MCP Sampling is a bidirectional communication mechanism in the Model Context Protocol. Normally your agent calls out to an MCP server to use its tools. With sampling, the MCP server can call back into your agent and request an LLM completion mid-execution.

This enables MCP servers that need AI reasoning as part of their tool execution — for example, a server that generates personalised content, a messaging bot that routes incoming messages through your agent, or a multi-turn orchestration workflow.

Quick Start

The fastest way to enable sampling is to pass a runner's ask method directly as the handler:

import { AgentBuilder, createSamplingHandler, McpToolset } from "@iqai/adk";

// 1. Create an agent that will handle sampling requests
const { runner } = await AgentBuilder.withModel("gemini-2.5-flash")
  .withInstruction("You are a helpful assistant.")
  .build();

// 2. Wrap its ask method as a sampling handler
const samplingHandler = createSamplingHandler(runner.ask);

// 3. Pass to an MCP toolset
const toolset = new McpToolset({
  name: "My MCP Server",
  description: "Server with sampling capabilities",
  samplingHandler,
  transport: {
    mode: "stdio",
    command: "node",
    args: ["./my-mcp-server/dist/index.js"],
  },
});

const tools = await toolset.getTools();

Model selection with runner.ask

When you pass runner.ask as the handler, the runner uses its own configured model (e.g. "gemini-2.5-flash" above). The model preference sent by the MCP server is ignored. To honour it, write a custom handler that reads request.model.

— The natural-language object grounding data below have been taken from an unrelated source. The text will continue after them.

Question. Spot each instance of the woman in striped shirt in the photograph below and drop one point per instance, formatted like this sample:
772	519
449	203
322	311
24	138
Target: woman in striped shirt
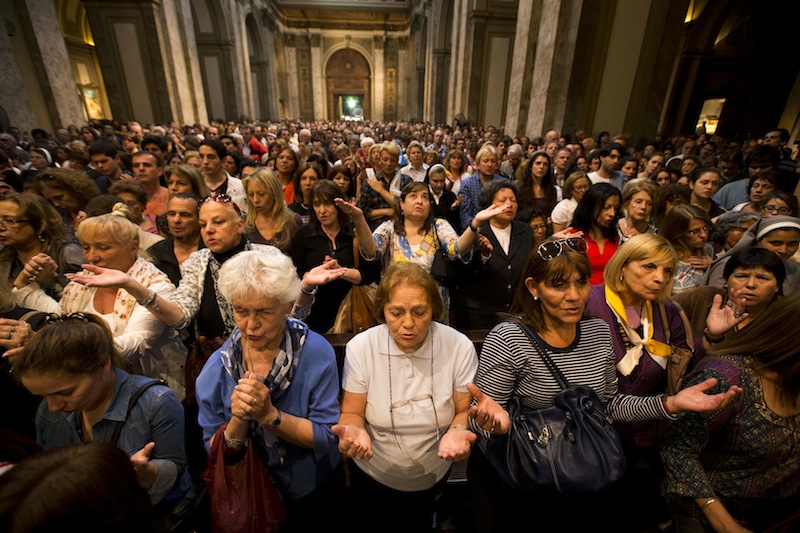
551	302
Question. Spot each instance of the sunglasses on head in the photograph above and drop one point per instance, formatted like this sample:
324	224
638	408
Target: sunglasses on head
221	198
550	250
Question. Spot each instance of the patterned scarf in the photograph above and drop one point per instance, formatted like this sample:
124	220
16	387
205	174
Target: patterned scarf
278	381
658	351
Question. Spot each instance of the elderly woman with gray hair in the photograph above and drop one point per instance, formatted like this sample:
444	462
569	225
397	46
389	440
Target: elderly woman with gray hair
274	383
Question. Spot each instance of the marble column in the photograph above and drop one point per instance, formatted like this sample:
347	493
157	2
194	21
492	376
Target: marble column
293	107
552	67
39	24
378	77
184	81
272	86
316	76
128	41
519	84
402	78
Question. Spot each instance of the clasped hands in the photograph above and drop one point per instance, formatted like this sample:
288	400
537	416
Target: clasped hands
454	445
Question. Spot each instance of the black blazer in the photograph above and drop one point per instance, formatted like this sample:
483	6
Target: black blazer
486	289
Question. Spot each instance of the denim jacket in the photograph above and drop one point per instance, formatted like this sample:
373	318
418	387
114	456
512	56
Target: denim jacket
157	417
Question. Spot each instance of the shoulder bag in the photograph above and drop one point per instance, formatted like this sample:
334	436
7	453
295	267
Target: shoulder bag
569	447
357	310
680	358
442	268
243	496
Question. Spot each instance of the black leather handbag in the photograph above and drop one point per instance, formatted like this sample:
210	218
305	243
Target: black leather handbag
442	269
569	447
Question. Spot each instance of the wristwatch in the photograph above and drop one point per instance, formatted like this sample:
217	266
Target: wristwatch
277	422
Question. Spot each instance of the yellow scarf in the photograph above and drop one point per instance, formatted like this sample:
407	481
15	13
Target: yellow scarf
657	350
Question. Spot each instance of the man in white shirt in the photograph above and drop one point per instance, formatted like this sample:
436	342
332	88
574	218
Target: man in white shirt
415	169
609	162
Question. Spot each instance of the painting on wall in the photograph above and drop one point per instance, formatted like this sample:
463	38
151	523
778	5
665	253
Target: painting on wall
91	101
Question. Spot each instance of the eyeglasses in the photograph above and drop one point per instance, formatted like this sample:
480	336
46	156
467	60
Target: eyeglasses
775	209
221	198
550	250
419	398
694	232
10	222
53	318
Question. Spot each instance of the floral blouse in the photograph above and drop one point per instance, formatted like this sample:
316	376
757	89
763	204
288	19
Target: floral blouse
393	248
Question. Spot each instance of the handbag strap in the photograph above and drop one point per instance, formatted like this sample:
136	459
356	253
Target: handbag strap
686	326
134	398
551	366
355	252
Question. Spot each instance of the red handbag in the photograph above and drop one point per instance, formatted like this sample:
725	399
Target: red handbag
243	496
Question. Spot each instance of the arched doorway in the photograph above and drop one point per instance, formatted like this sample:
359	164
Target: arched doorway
348	81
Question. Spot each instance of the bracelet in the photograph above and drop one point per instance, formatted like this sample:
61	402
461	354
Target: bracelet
231	442
708	502
710	339
149	300
312	292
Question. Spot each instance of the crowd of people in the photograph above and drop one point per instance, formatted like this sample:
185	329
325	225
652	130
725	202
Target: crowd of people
168	287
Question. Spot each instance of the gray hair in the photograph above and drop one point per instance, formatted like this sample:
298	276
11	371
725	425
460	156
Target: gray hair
258	273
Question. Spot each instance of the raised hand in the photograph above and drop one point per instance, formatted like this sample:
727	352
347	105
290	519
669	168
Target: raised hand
146	472
100	277
348	208
487	413
354	441
324	273
455	445
695	399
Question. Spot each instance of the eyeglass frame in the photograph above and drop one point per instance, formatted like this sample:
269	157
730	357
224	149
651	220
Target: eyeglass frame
775	208
222	198
569	241
693	232
417	398
11	222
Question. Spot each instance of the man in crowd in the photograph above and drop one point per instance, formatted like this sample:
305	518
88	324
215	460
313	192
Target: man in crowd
610	156
106	160
220	182
148	168
416	169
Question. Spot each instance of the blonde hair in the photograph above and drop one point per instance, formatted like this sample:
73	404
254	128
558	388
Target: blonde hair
114	227
643	247
285	224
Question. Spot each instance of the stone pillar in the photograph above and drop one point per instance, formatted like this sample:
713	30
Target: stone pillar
519	85
272	86
293	107
184	82
378	77
552	68
316	76
129	50
402	78
39	24
468	43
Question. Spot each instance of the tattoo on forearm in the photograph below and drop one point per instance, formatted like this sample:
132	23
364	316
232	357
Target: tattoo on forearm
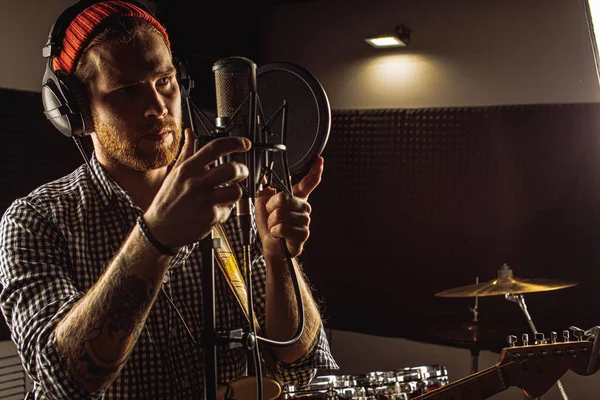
99	343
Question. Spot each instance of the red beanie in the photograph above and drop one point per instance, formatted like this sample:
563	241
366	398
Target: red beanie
82	29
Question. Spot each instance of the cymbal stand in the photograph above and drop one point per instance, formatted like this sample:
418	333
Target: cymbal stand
474	349
520	300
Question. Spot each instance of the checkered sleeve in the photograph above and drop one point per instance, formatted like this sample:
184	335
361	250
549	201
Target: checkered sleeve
303	370
36	293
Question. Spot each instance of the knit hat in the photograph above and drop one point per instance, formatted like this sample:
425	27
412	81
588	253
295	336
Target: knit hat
84	27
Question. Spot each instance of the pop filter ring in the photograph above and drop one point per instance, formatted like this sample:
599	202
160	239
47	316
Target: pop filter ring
307	130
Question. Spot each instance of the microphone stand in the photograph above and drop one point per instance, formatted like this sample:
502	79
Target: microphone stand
209	336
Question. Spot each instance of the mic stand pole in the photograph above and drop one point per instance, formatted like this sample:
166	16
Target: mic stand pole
209	336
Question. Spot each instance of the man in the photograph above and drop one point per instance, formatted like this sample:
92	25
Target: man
101	270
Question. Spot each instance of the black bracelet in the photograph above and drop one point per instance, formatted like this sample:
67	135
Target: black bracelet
152	240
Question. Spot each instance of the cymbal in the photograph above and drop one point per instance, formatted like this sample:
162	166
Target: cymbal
506	285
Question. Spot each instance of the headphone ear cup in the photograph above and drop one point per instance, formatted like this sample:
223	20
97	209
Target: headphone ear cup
79	96
63	103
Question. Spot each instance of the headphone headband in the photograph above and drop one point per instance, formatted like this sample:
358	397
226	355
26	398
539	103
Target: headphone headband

createSamplingHandler is a type helper

createSamplingHandler(handler) is an identity function — it returns the function you pass in unchanged. Its only purpose is TypeScript type inference, ensuring your function matches the SamplingHandler signature. You can omit it and pass the function directly if you prefer.

How It Works

When an MCP server calls session.requestSampling(), ADK-TS handles the entire protocol conversion for you:

Receives the raw MCP request — the McpSamplingHandler validates it against the MCP schema.
Converts MCP messages to ADK-TS format — { role, content: { type, text } } becomes Content[] with { role, parts: [{ text }] }. Roles map directly: "user" stays "user", "assistant" becomes "model".
Creates an LlmRequest with the converted contents, model preference, temperature, and maxTokens.
Calls your sampling handler with this LlmRequest.
Converts your response back to MCP format and returns it to the MCP server.

Supported content types

text, image (inline base64), and audio (inline base64) are fully converted between MCP and ADK-TS formats. tool_use and tool_result content types are converted to text placeholders.

Understanding the LlmRequest

Your sampling handler receives an LlmRequest with these fields:

Field	Type	Description
`model`	`string`	Model the MCP server prefers, or `"gemini-2.0-flash"` by default
`contents`	`Content[]`	Conversation messages converted from MCP format. Each entry has `role` (`"user"` or `"model"`) and `parts` (array of `{ text }`, `{ inlineData }`, etc.)
`config.temperature`	`number`	From the MCP request's `temperature` field
`config.maxOutputTokens`	`number`	From the MCP request's `maxTokens` field

System Prompt Placement

The system prompt is contents[0], not config.systemInstruction

If the MCP server sends a systemPrompt, McpSamplingHandler prepends it to the conversation as contents[0] (a "user" role message). It is not placed in config.systemInstruction. This means:

contents[0] — system prompt (if present)
contents[1] (or contents[0] if no system prompt) — the first user message

Extracting Text

Use the static LlmRequest.extractTextFromContent() helper to pull text out of a Content object:

import { AgentBuilder, createSamplingHandler, LlmRequest } from "@iqai/adk";

const { runner } = await AgentBuilder.withModel("gemini-2.5-flash")
  .withInstruction("You are a helpful assistant.")
  .build();

const samplingHandler = createSamplingHandler(async request => {
  // The last entry is the actual user message
  const lastContent = request.contents[request.contents.length - 1];
  const messageText = LlmRequest.extractTextFromContent(lastContent);

  // If the MCP server provided a systemPrompt, it is prepended as contents[0]
  const systemText =
    request.contents.length > 1
      ? LlmRequest.extractTextFromContent(request.contents[0])
      : "";

  console.log("System prompt:", systemText);
  console.log("Message:", messageText);

  return runner.ask(messageText);
});

Custom Sampling Handlers

Instead of forwarding straight to runner.ask, you can write handlers that inspect, transform, or route requests before calling any LLM.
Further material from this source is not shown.